A besieged White House dug in its heels Sunday and defended figures at the center of the unfolding Internal Revenue Service scandal while reiterating that President Obama knew nothing of the misdeeds inside the agency.
White House senior adviser Dan Pfeiffer, appearing on four Sunday morning political talk shows, offered strong support for Sarah Hall Ingram, who led the agency's tax-exempt division as it admittedly targeted conservative groups. She recently was promoted to chief of the health care reform office, tasked with implementing "Obamacare."
Critics of the administration expect many more heads to roll as the true scope and intent of the IRS actions come to light, but Mr. Pfeiffer on Sunday strongly defended Ms. Ingram.
"No one has suggested that she did anything wrong yet," Mr. Pfeiffer said on "Fox News Sunday."
"Before everyone in this town convicts this person in the court of public opinion with no evidence, let's actually get the facts and make decisions after that. There's nothing that suggests she did anything wrong," he said.
Mr. Pfeiffer added that a top-down investigation of the IRS will examine Ms. Ingram's 2009 to 2012 tenure as head of the tax-exempt division.
Other IRS authorities have paid the price for what officials on both sides of the aisle, along with a host of others, have described as outrageous behavior. Steven Miller, former acting IRS commissioner questioned by Congress last week, was pushed out by the president.
Ms. Ingram's replacement, Joseph Grant, has announced his retirement despite taking the job only a few weeks ago.
By keeping Ms. Ingram in place — and giving her the controls of something as complex and controversial as Obamacare — the administration is adding fuel to an already raging fire.
Republicans and many others were skeptical of the federal government and its competence to implement health care reform, and Ms. Ingram's involvement only generates more questions.
Many Republicans also say that when the smoke clears, the American public will learn that it was not merely rogue IRS employees who targeted tea party and other conservative groups. Rather, they argue, there was a policy directive to silence critics of the president, and some higher-level figure, whether it was Ms. Ingram or someone else, had to have been involved.
"I think we're going to find that there's a written policy that says we were targeting people who were opposed to the president. I can't believe that one rogue agent started this. It seems to be too widespread," said Sen. Rand Paul, Kentucky Republican and potential 2016 presidential candidate.

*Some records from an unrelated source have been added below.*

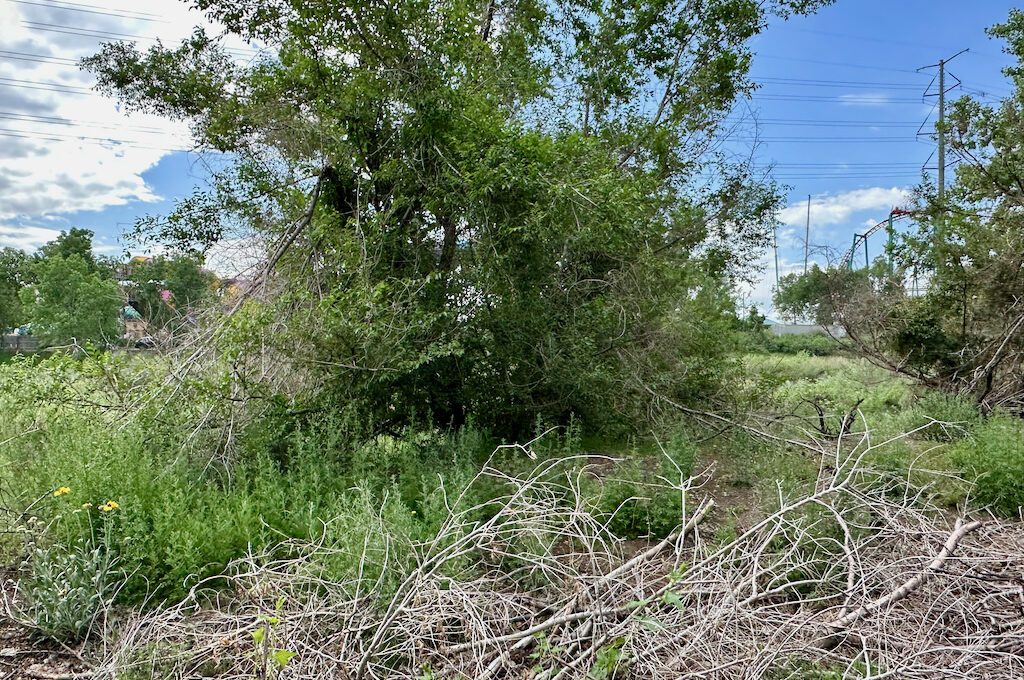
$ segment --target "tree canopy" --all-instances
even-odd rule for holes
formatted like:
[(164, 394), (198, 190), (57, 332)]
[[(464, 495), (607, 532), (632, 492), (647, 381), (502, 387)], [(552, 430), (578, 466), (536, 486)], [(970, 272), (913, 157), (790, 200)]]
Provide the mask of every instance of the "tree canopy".
[(261, 304), (321, 394), (521, 428), (712, 389), (727, 343), (705, 334), (780, 200), (723, 121), (748, 40), (824, 4), (199, 0), (272, 53), (240, 65), (197, 31), (85, 64), (237, 159), (138, 235), (267, 239)]
[(217, 276), (193, 255), (131, 260), (126, 286), (146, 321), (157, 327), (210, 300)]
[(51, 256), (35, 264), (36, 283), (21, 299), (33, 334), (51, 343), (110, 342), (121, 335), (121, 291), (80, 255)]
[(28, 277), (28, 256), (23, 251), (0, 250), (0, 332), (25, 322), (19, 292)]

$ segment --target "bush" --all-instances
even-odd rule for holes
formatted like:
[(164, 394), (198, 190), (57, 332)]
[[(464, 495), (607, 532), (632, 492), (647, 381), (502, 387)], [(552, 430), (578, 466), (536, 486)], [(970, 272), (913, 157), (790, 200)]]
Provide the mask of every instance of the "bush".
[(657, 459), (620, 463), (593, 491), (599, 514), (621, 538), (664, 538), (682, 523), (682, 493), (672, 485), (693, 474), (697, 448), (682, 432), (675, 433)]
[(797, 380), (775, 391), (776, 403), (789, 412), (812, 414), (809, 403), (817, 403), (827, 415), (827, 423), (835, 431), (840, 420), (855, 406), (865, 415), (878, 415), (905, 407), (911, 400), (906, 383), (889, 380), (865, 384), (847, 372), (828, 375), (819, 380)]
[(970, 401), (928, 391), (899, 419), (899, 426), (903, 432), (916, 430), (916, 439), (951, 442), (966, 437), (980, 422), (981, 414)]
[(797, 354), (804, 352), (813, 357), (825, 357), (838, 354), (843, 347), (834, 338), (825, 333), (808, 335), (771, 335), (765, 336), (762, 349), (772, 354)]
[(953, 450), (953, 462), (974, 480), (974, 497), (993, 512), (1020, 516), (1024, 506), (1024, 423), (997, 415)]
[[(68, 487), (34, 509), (49, 526), (46, 539), (54, 555), (73, 546), (109, 548), (129, 574), (125, 602), (178, 598), (230, 561), (290, 538), (338, 548), (327, 567), (341, 581), (376, 578), (385, 564), (400, 571), (412, 553), (385, 555), (388, 542), (433, 534), (446, 514), (440, 476), (449, 497), (457, 494), (485, 438), (471, 429), (410, 432), (331, 449), (323, 436), (331, 426), (307, 425), (290, 435), (280, 457), (249, 451), (227, 468), (190, 461), (145, 419), (112, 428), (72, 412), (55, 414), (44, 433), (12, 442), (0, 462), (16, 470), (22, 507)], [(109, 500), (116, 509), (102, 511)], [(71, 512), (80, 521), (54, 521)]]

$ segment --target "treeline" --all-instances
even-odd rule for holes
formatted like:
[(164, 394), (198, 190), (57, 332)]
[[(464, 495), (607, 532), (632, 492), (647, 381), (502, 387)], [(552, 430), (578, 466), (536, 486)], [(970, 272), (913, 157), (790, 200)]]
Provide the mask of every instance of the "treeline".
[(125, 316), (156, 332), (217, 292), (217, 276), (200, 257), (125, 261), (96, 255), (92, 239), (88, 229), (72, 228), (32, 254), (0, 250), (0, 330), (48, 344), (103, 345), (124, 335)]

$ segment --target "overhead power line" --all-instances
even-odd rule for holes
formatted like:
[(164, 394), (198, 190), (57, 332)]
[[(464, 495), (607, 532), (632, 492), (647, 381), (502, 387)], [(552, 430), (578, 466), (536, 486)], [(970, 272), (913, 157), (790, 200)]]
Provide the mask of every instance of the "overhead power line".
[(101, 123), (98, 121), (72, 120), (58, 116), (35, 116), (17, 111), (0, 111), (0, 118), (4, 120), (19, 121), (24, 123), (39, 123), (42, 125), (61, 125), (66, 127), (85, 127), (100, 130), (130, 130), (147, 134), (166, 135), (165, 128), (152, 127), (147, 125), (125, 125), (121, 123)]
[(47, 9), (59, 9), (66, 12), (81, 12), (84, 14), (97, 14), (101, 16), (117, 17), (118, 19), (134, 19), (135, 21), (150, 21), (155, 23), (167, 24), (170, 23), (166, 19), (160, 17), (159, 14), (150, 14), (149, 12), (136, 12), (134, 10), (119, 10), (110, 11), (109, 7), (100, 7), (98, 5), (86, 5), (78, 2), (55, 2), (50, 0), (49, 2), (40, 2), (40, 0), (10, 0), (19, 5), (34, 5), (36, 7), (46, 7)]
[[(774, 54), (758, 54), (757, 59), (772, 59), (778, 61), (795, 61), (804, 64), (818, 64), (819, 66), (839, 66), (842, 68), (855, 68), (867, 71), (878, 71), (886, 73), (913, 73), (917, 74), (917, 71), (913, 69), (904, 68), (893, 68), (891, 66), (877, 66), (874, 64), (852, 64), (850, 62), (843, 61), (822, 61), (820, 59), (804, 59), (802, 57), (781, 57)], [(920, 74), (918, 74), (920, 75)]]
[(96, 93), (87, 87), (65, 85), (64, 83), (46, 83), (35, 80), (20, 80), (18, 78), (0, 78), (0, 85), (6, 85), (7, 87), (19, 87), (27, 90), (43, 90), (45, 92), (62, 92), (64, 94), (96, 96)]
[(19, 61), (34, 61), (40, 64), (57, 64), (59, 66), (75, 66), (78, 62), (67, 57), (51, 57), (45, 54), (31, 54), (28, 52), (13, 52), (11, 50), (0, 50), (0, 59), (17, 59)]
[(913, 137), (730, 137), (735, 142), (785, 142), (786, 144), (917, 144)]
[(910, 97), (888, 97), (886, 95), (850, 95), (844, 98), (842, 95), (804, 95), (804, 94), (755, 94), (751, 99), (757, 101), (779, 101), (779, 102), (824, 102), (827, 104), (844, 104), (850, 106), (861, 104), (864, 106), (882, 106), (884, 104), (920, 104), (920, 99)]
[(769, 85), (796, 85), (809, 87), (870, 87), (888, 90), (913, 90), (921, 89), (920, 83), (889, 83), (865, 80), (815, 80), (810, 78), (755, 78), (755, 82)]
[[(31, 28), (36, 31), (61, 33), (65, 35), (77, 35), (84, 38), (96, 38), (97, 40), (144, 40), (146, 42), (153, 43), (161, 42), (161, 39), (156, 36), (135, 35), (133, 33), (119, 33), (116, 31), (103, 31), (99, 29), (80, 28), (78, 26), (52, 24), (43, 21), (22, 21), (21, 24), (26, 28)], [(224, 51), (242, 56), (254, 56), (260, 53), (260, 50), (243, 47), (225, 47)]]
[(110, 7), (109, 5), (94, 5), (94, 4), (88, 3), (88, 2), (75, 2), (74, 0), (32, 0), (32, 1), (33, 2), (45, 3), (45, 4), (50, 5), (50, 6), (80, 7), (80, 8), (83, 8), (83, 9), (95, 9), (95, 10), (103, 10), (103, 11), (108, 11), (108, 12), (110, 12), (110, 11), (117, 11), (117, 12), (124, 12), (124, 13), (127, 13), (127, 14), (138, 14), (140, 16), (153, 17), (153, 18), (156, 18), (156, 19), (163, 18), (163, 15), (154, 14), (153, 12), (143, 12), (142, 10), (138, 10), (138, 9), (125, 9), (125, 10), (122, 10), (120, 8)]
[(16, 137), (21, 139), (32, 139), (48, 142), (84, 142), (99, 145), (116, 145), (118, 147), (130, 147), (135, 149), (149, 149), (153, 151), (190, 151), (187, 147), (166, 147), (139, 144), (136, 140), (116, 139), (113, 137), (95, 137), (90, 135), (61, 134), (59, 132), (37, 132), (34, 130), (16, 130), (11, 128), (0, 128), (0, 136)]
[(920, 163), (771, 163), (762, 167), (771, 168), (920, 168)]

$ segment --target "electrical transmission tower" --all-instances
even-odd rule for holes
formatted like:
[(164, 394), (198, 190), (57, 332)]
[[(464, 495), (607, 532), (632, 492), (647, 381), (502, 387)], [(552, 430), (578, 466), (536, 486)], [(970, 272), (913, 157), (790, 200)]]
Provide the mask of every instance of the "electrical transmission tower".
[[(938, 191), (937, 191), (937, 198), (938, 198), (938, 204), (939, 204), (939, 218), (938, 218), (938, 221), (937, 221), (937, 224), (936, 224), (936, 229), (935, 229), (935, 240), (937, 242), (941, 241), (941, 239), (944, 237), (944, 234), (942, 233), (942, 231), (943, 231), (942, 228), (943, 228), (943, 226), (945, 224), (945, 221), (946, 221), (945, 220), (945, 216), (946, 216), (946, 94), (948, 92), (951, 92), (952, 90), (955, 90), (956, 88), (960, 87), (960, 79), (957, 78), (956, 76), (954, 76), (952, 73), (947, 73), (946, 65), (949, 64), (949, 62), (953, 61), (954, 59), (956, 59), (961, 54), (963, 54), (964, 52), (967, 52), (967, 51), (968, 50), (966, 50), (966, 49), (960, 50), (959, 52), (954, 54), (952, 57), (949, 57), (948, 59), (939, 59), (938, 63), (936, 63), (936, 64), (930, 64), (928, 66), (922, 66), (921, 68), (917, 69), (918, 71), (924, 71), (925, 69), (930, 69), (930, 68), (937, 68), (938, 69), (938, 74), (936, 76), (936, 78), (939, 81), (938, 92), (932, 93), (931, 92), (931, 84), (929, 83), (928, 88), (925, 90), (925, 93), (924, 93), (925, 97), (938, 97), (938, 99), (939, 99), (939, 101), (938, 101), (939, 119), (938, 119), (938, 122), (936, 123), (936, 131), (937, 131), (937, 135), (936, 136), (937, 136), (937, 144), (938, 144), (938, 153), (937, 153), (937, 157), (938, 157), (937, 158), (938, 159), (938, 168), (937, 168), (937, 170), (938, 170), (938, 178), (937, 178), (938, 179), (938, 187), (937, 187), (937, 189), (938, 189)], [(956, 81), (955, 84), (953, 84), (951, 87), (948, 87), (948, 88), (946, 87), (946, 76), (947, 75), (949, 77), (953, 78), (953, 80)], [(935, 82), (935, 79), (933, 79), (932, 82)]]

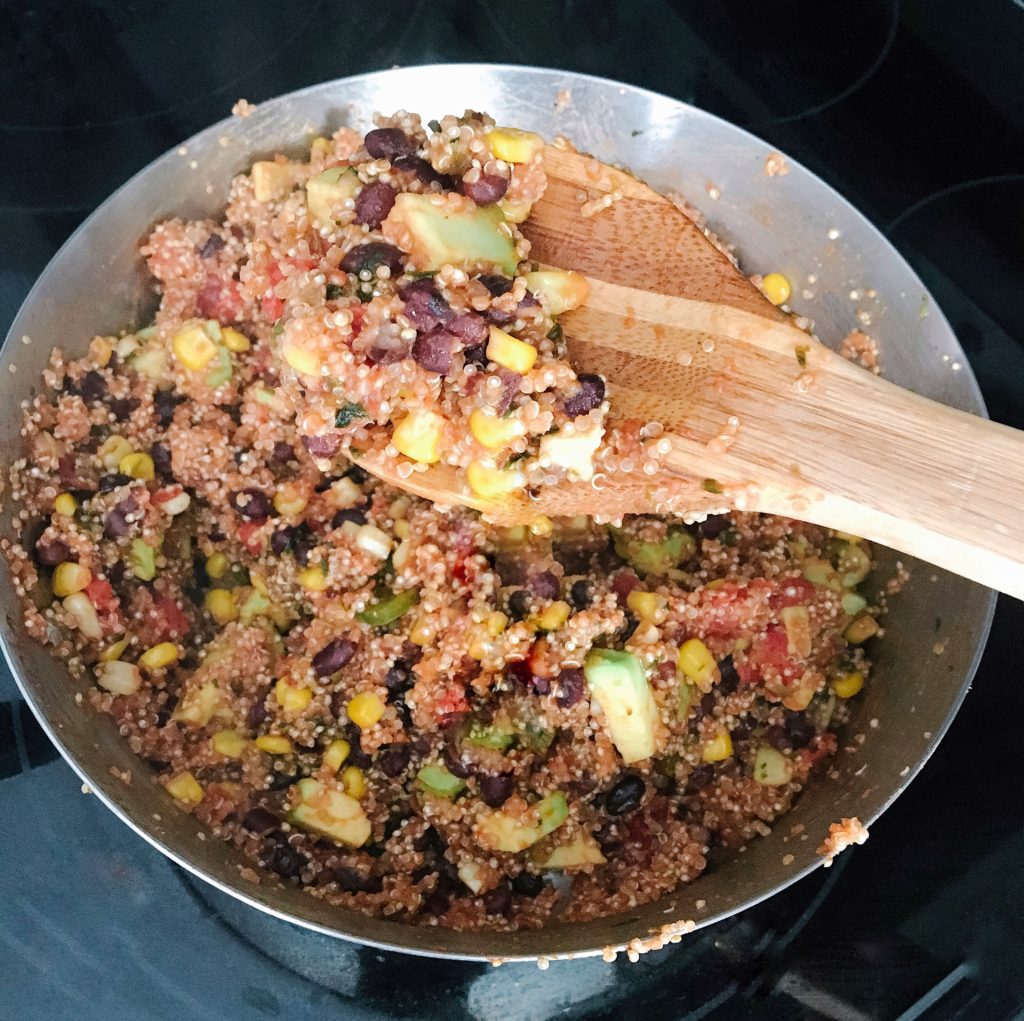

His Republican colleague Sen. John Cornyn of Texas agreed that there must be more to the story.
"Bureaucrats don't take risks unless they have a signal, either explicit or implicit, from their higher-ups that what you're doing is exactly what we expect you to do," he said during an interview on CBS' "Face the Nation." "I have a very hard time believing that this was something cooked up in Cincinnati by midlevel employees."
Rep. Paul Ryan, Wisconsin Republican, called the situation "rotten to the core" and said the IRS ordeal gives the American people a chance to truly see "big government in practice."
Many of the president's fellow Democrats are fighting back on a different front. There is no defending the targeting of Americans based on political belief, but lawmakers increasingly are raising the broader issue of whether so many groups should be granted tax-exempt status.
"There's a second scandal here, and that is that hundreds of millions have been used [by tax-exempt groups] that are supposed to be used as nonprofit social welfare entities for political purposes" said Sen. Robert Menendez, New Jersey Democrat, speaking on ABC's "This Week."
Rep. Charles B. Rangel, New York Democrat, argued that IRS employees couldn't have understood the complex laws governing which groups can be considered tax-exempt or how politically active they can be before they cross the line.
"This law lends itself to abuse," he said, also appearing on ABC. "I don't think that gang in Cincinnati had the slightest clue as to find out whether or not people making contributions were involved in politics or whether they were involved in social welfare."